Dear Evan Hansen

Okay, so, you know when you put something off when you think it'll mean a lot to you? Like, a book, song, album or something? You're putting it off because you think, well, there could be a time in my life when I need to discover this, more than I do now? What if it doesn't hit me as hard as it should? ...or is it just me?

Yes, I'm sorry to the Dear Evan Hansen fans out there, sorry if I insulted you somehow. I was putting Dear Evan Hansen off. The only musicals I'd really paid attention to were Hamilton, kinda Six and Legally Blonde, which I'm doing as my school musical this year (it is underrated by the way). I knew there are so many more musicals out there, and within my last week of school holidays I came up with the brilliant idea to actually give them a go! *facepalm*...

You Will Be Found... that song hit me hard. 

And after I finished listening to it, I realised that it was right. The song itself, the musical, found me. Not entirely, but I realised... maybe I'm not a crazy drama queen that deserved to lose a friendship over asking for help? Maybe we're not living in a world where you have to have been hurt to acknowledge the hurt?

And some of us are socially anxious, or have some other sort of anxiety disorder, which is a curse. Even shyness, a personality trait, can be a curse.

Why? Because there’s nothing we can do about the fact that we're stuck in some kind of paradox where we don't ask for help because we need help.

And sometimes we ask for help. And sometimes this results in people who we thought we could trust belittling us and our problems and then we apologise and never ask for help again. Say "I'm fine" when we're not really.
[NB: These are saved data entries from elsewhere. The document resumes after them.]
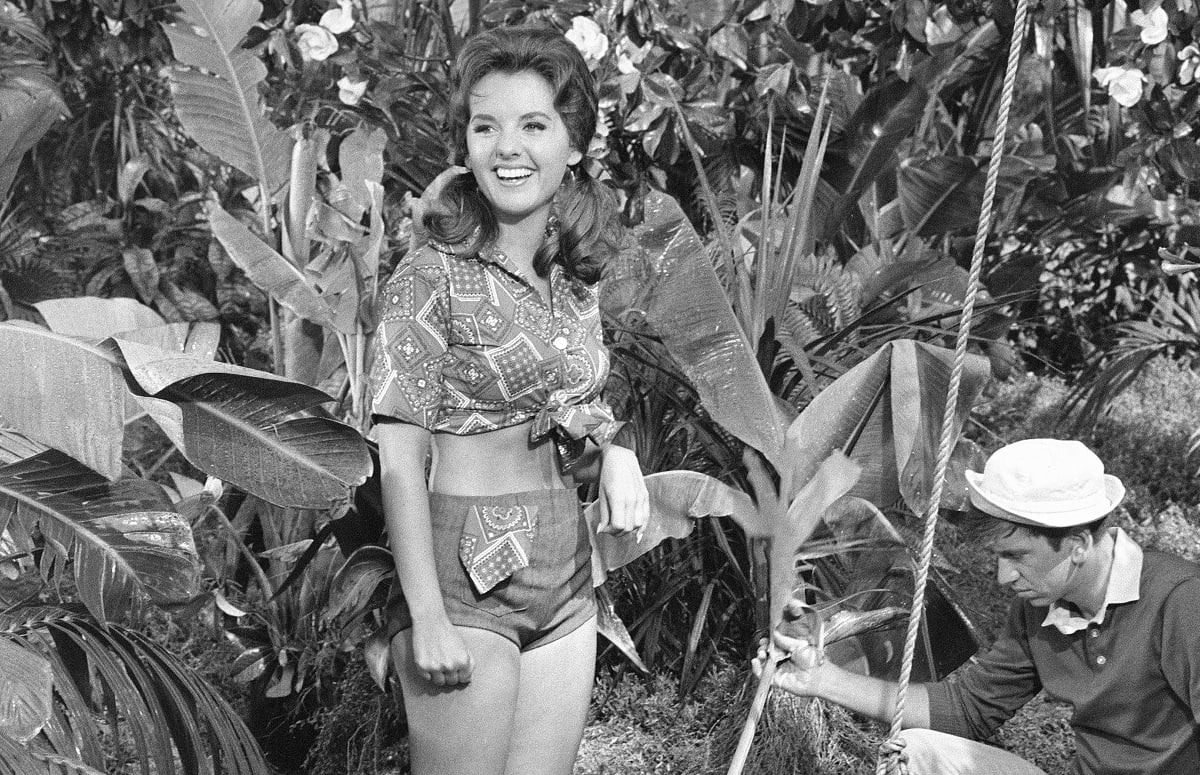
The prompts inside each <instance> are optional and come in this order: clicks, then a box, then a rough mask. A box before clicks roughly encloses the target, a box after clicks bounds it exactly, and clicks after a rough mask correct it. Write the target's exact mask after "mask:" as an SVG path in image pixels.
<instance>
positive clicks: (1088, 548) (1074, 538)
mask: <svg viewBox="0 0 1200 775" xmlns="http://www.w3.org/2000/svg"><path fill="white" fill-rule="evenodd" d="M1064 540H1067V541H1069V542H1070V559H1072V560H1074V561H1076V563H1081V561H1084V559H1086V558H1087V555H1088V553H1090V552H1091V551H1092V546H1094V545H1096V539H1094V537H1093V536H1092V534H1091V533H1088V531H1087V530H1079V531H1078V533H1072V534H1069V535H1068V536H1067V537H1066V539H1064Z"/></svg>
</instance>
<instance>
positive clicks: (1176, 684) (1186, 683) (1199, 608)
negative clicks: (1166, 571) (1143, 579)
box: [1158, 577, 1200, 722]
mask: <svg viewBox="0 0 1200 775" xmlns="http://www.w3.org/2000/svg"><path fill="white" fill-rule="evenodd" d="M1198 611H1200V578H1195V577H1192V578H1188V579H1184V581H1182V582H1180V583H1178V584H1177V585H1176V587H1175V589H1172V590H1171V593H1170V594H1169V595H1168V596H1166V601H1165V602H1164V603H1163V636H1162V641H1160V643H1159V655H1158V659H1159V660H1160V663H1162V668H1163V675H1164V677H1165V678H1166V683H1168V685H1169V686H1170V687H1171V691H1174V692H1175V695H1176V696H1177V697H1178V698H1180V699H1182V701H1183V702H1184V703H1187V705H1188V708H1190V709H1192V717H1193V719H1195V720H1196V722H1200V627H1198V626H1196V624H1195V617H1196V612H1198Z"/></svg>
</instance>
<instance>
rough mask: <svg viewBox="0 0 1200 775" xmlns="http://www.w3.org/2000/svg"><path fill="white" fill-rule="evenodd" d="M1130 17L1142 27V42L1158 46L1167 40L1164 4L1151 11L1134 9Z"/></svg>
mask: <svg viewBox="0 0 1200 775" xmlns="http://www.w3.org/2000/svg"><path fill="white" fill-rule="evenodd" d="M1129 17H1130V18H1132V19H1133V23H1134V24H1136V25H1138V26H1140V28H1141V42H1142V43H1145V44H1146V46H1156V44H1158V43H1162V42H1163V41H1165V40H1166V11H1164V10H1163V7H1162V6H1159V7H1157V8H1154V10H1153V11H1151V12H1150V13H1146V12H1145V11H1134V12H1133V13H1132V14H1129Z"/></svg>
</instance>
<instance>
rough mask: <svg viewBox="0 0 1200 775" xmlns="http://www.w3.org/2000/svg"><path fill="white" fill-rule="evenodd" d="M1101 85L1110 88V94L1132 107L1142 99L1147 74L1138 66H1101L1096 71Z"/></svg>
mask: <svg viewBox="0 0 1200 775" xmlns="http://www.w3.org/2000/svg"><path fill="white" fill-rule="evenodd" d="M1093 74H1094V76H1096V80H1098V82H1099V84H1100V86H1102V88H1104V89H1108V90H1109V96H1110V97H1112V98H1114V100H1116V101H1117V103H1120V104H1122V106H1124V107H1127V108H1132V107H1133V106H1135V104H1138V101H1139V100H1141V88H1142V84H1144V83H1146V74H1145V73H1144V72H1141V71H1140V70H1138V68H1136V67H1100V68H1099V70H1097V71H1096V72H1094V73H1093Z"/></svg>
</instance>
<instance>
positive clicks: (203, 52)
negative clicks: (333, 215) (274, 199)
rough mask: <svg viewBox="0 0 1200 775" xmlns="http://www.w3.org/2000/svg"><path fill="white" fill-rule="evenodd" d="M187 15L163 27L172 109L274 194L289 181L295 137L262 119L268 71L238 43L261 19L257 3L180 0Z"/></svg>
mask: <svg viewBox="0 0 1200 775" xmlns="http://www.w3.org/2000/svg"><path fill="white" fill-rule="evenodd" d="M179 6H180V8H181V10H182V14H181V16H180V18H179V19H178V20H176V22H173V23H170V24H164V25H163V29H164V30H166V32H167V37H168V38H169V40H170V47H172V50H173V52H174V54H175V58H176V59H178V60H179V61H180V62H181V64H184V65H186V66H187V68H178V67H176V68H174V70H173V71H172V72H170V84H172V94H173V95H174V98H175V112H176V113H178V114H179V120H180V122H181V124H182V125H184V128H185V130H186V131H187V133H188V134H190V136H191V137H192V139H194V140H196V142H197V143H199V144H200V146H202V148H204V150H206V151H209V152H210V154H212V155H215V156H217V157H218V158H220V160H221V161H223V162H226V163H227V164H232V166H234V167H236V168H238V169H240V170H241V172H244V173H246V174H247V175H250V176H251V178H253V179H254V180H256V181H258V182H259V184H262V185H263V186H264V187H265V188H266V191H268V192H269V193H271V194H274V193H276V192H278V191H280V190H281V188H282V187H283V185H284V184H286V182H287V174H288V169H289V167H290V157H292V138H290V137H288V134H287V133H286V132H282V131H280V130H278V128H276V127H275V126H274V125H272V124H271V122H270V121H268V120H266V116H265V115H264V114H263V106H262V101H260V98H259V96H258V86H259V84H260V83H262V82H263V79H264V78H266V66H265V65H264V64H263V62H262V60H260V59H259V58H258V54H257V53H256V52H254V50H253V49H248V48H242V47H241V42H242V40H244V38H245V37H246V34H247V32H250V29H251V28H252V26H253V25H254V23H257V22H258V17H259V16H260V14H262V12H263V6H262V4H259V2H258V1H257V0H179Z"/></svg>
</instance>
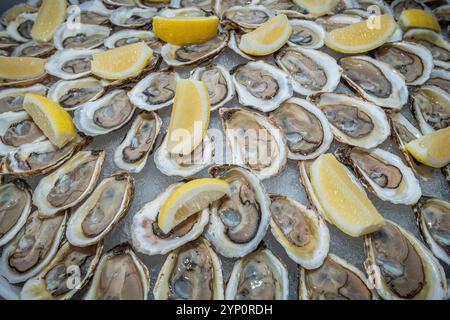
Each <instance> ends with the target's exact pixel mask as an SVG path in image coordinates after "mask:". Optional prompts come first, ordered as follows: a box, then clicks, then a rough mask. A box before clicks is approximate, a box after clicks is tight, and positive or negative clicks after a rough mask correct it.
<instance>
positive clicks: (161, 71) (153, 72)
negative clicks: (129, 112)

But you see, this only tightens the spiral. Because the more that we need help, need support, the less that we ask for it. Why? Because last time we asked for help, we were metaphorically slapped in the face by a person we thought loved us. Who we loved.
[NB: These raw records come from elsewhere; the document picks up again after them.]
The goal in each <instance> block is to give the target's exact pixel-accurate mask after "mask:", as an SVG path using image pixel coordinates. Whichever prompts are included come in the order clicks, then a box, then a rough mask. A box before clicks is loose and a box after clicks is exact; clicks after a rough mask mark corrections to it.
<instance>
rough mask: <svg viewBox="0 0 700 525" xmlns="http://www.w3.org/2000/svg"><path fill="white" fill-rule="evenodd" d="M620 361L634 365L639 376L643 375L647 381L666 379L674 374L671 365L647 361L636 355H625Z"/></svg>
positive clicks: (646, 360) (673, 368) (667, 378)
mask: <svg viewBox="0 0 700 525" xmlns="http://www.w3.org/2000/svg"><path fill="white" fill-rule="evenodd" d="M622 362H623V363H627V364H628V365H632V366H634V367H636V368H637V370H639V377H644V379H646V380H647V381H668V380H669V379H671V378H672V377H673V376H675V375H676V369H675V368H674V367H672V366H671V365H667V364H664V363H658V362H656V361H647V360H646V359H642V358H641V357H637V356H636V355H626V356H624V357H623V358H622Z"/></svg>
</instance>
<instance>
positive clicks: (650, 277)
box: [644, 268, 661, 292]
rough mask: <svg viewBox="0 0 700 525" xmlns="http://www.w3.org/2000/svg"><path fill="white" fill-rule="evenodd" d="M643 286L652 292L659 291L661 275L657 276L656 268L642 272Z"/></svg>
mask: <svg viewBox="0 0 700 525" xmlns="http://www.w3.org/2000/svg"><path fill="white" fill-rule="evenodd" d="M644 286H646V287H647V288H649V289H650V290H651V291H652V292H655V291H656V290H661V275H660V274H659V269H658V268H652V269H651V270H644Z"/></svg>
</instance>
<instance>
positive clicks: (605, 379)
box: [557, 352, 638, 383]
And we don't even get the "privilege" of saying we have an anxiety disorder, because we were too scared to go get diagnosed. And we don't want to look like we've joined the group of the "I'm OCD" people, the "That gives me anxiety" people. The hypocrites. So we say that we're fine.

And we even wonder, do I have a real mental illness, or am I just crazy?
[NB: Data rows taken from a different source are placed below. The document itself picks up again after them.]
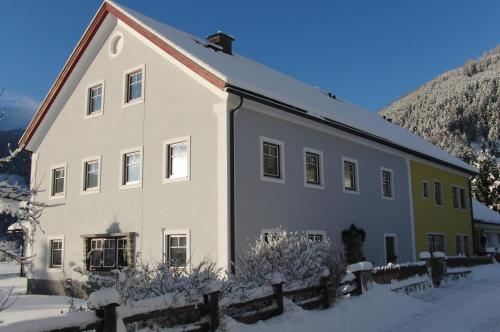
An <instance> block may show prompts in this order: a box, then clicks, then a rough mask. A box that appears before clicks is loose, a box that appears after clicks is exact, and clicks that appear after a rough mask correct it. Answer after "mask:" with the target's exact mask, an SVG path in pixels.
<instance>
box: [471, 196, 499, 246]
mask: <svg viewBox="0 0 500 332" xmlns="http://www.w3.org/2000/svg"><path fill="white" fill-rule="evenodd" d="M472 205H473V210H474V251H475V252H476V253H478V254H486V250H487V249H488V248H495V249H497V250H498V249H500V213H498V212H496V211H494V210H492V209H490V208H489V207H487V206H486V205H484V204H482V203H481V202H479V201H478V200H476V199H473V200H472Z"/></svg>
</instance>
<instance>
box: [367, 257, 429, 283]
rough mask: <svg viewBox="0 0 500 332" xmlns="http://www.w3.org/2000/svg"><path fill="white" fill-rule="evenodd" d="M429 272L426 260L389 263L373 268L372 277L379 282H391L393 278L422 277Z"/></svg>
mask: <svg viewBox="0 0 500 332" xmlns="http://www.w3.org/2000/svg"><path fill="white" fill-rule="evenodd" d="M427 273H428V271H427V263H426V262H416V263H407V264H397V265H396V264H389V265H387V266H380V267H375V268H374V269H373V270H372V279H373V281H374V282H376V283H377V284H390V283H391V282H392V281H393V280H397V281H401V280H404V279H409V278H411V277H417V276H418V277H421V276H424V275H427Z"/></svg>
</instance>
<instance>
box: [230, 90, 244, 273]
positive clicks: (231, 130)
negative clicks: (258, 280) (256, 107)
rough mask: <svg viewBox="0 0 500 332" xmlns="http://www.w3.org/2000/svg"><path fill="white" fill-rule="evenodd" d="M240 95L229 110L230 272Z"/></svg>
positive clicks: (232, 259)
mask: <svg viewBox="0 0 500 332" xmlns="http://www.w3.org/2000/svg"><path fill="white" fill-rule="evenodd" d="M238 97H240V102H239V104H238V105H237V106H235V107H234V108H233V109H231V111H229V183H230V186H229V195H230V198H229V199H230V202H229V209H230V212H229V242H230V250H231V251H230V254H229V260H230V263H231V273H232V274H234V273H235V263H236V249H235V215H236V214H235V199H234V187H235V177H234V156H235V146H234V115H235V113H236V111H237V110H239V109H240V108H241V106H242V105H243V97H242V96H238Z"/></svg>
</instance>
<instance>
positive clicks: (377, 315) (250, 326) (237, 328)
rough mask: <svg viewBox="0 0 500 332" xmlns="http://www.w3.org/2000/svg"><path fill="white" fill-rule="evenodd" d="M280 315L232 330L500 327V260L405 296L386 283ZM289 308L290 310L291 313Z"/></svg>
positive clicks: (452, 330) (241, 330) (242, 324)
mask: <svg viewBox="0 0 500 332" xmlns="http://www.w3.org/2000/svg"><path fill="white" fill-rule="evenodd" d="M288 309H289V311H288V312H286V313H285V314H283V315H282V316H280V317H277V318H274V319H271V320H268V321H266V322H259V323H257V324H255V325H244V324H239V323H236V322H234V321H233V320H226V324H227V328H228V329H229V330H230V331H242V332H244V331H261V332H264V331H269V332H271V331H272V332H275V331H348V332H351V331H353V332H354V331H375V332H377V331H380V332H382V331H383V332H386V331H387V332H390V331H393V332H396V331H398V332H399V331H407V332H419V331H426V332H427V331H431V332H432V331H436V332H437V331H439V332H442V331H454V332H461V331H464V332H465V331H467V332H471V331H474V332H476V331H481V332H490V331H500V264H494V265H490V266H483V267H477V268H473V273H472V274H471V276H470V277H468V278H467V279H461V280H458V281H451V282H449V283H448V284H447V285H444V286H442V287H439V288H434V289H428V290H425V291H421V292H418V293H415V294H413V295H412V296H408V295H405V294H395V293H394V292H391V291H389V290H388V288H387V286H374V287H373V288H372V289H371V290H370V292H369V293H368V294H365V295H363V296H360V297H355V298H351V299H345V300H341V301H339V302H338V303H337V304H336V305H335V306H334V307H333V308H331V309H328V310H324V311H303V310H301V309H297V308H293V307H292V308H288ZM290 310H292V311H290Z"/></svg>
Dear Evan Hansen is a message to everyone, everyone, everyone, that mental illnesses, grief and genuine unhappiness are real things. That they can be debilitating, can destroy so many people's lives, can end some people's lives. But as there are millions around the world calling out for help, millions sinking and drowning, even more people don't understand. Because people will laugh when their mate makes a joke, and there are no consequences. People get serious illnesses mixed up with personality traits, and nobody corrects them. And before kids hit their teens, they have learnt that it's okay to throw terms around with these false definitions as context. Meanwhile the people who are slowly dying inside are within a strange state of mind where they believe that people will hate them if they confess they have something "wrong" with them, that it's a crime.

Many people are battling with what looks like themselves from the outside, but what they're fighting is actually a type of plague. A lot of people compare these things with things like cancer or a broken arm (on the topic of Dear Evan Hansen). People say that, for example, if a person with a broken arm and a person with, say, generalised anxiety disorder (GAD) were sitting side by side, so many people would say, "Hm, what's wrong with that person? I don't see anything." and go to help the person with the broken arm. Even if they already were healing. (I don't know if that made sense. Sorry.)

I wish I could do something to raise awareness for and reduce the stigma around mental illnesses. I'm definitely not an expert on all of these, but I do know that some in many cases they are compared with living hell. Still it seems like nobody understands. It seems like we're making a problem seem bigger than it is, when we're really trying to cram all the pain into an Olympic pool size. That's the problem with invisible pain, usually the only person who can feel it all is the one experiencing it, so other people don't know it's there. And other people don't care.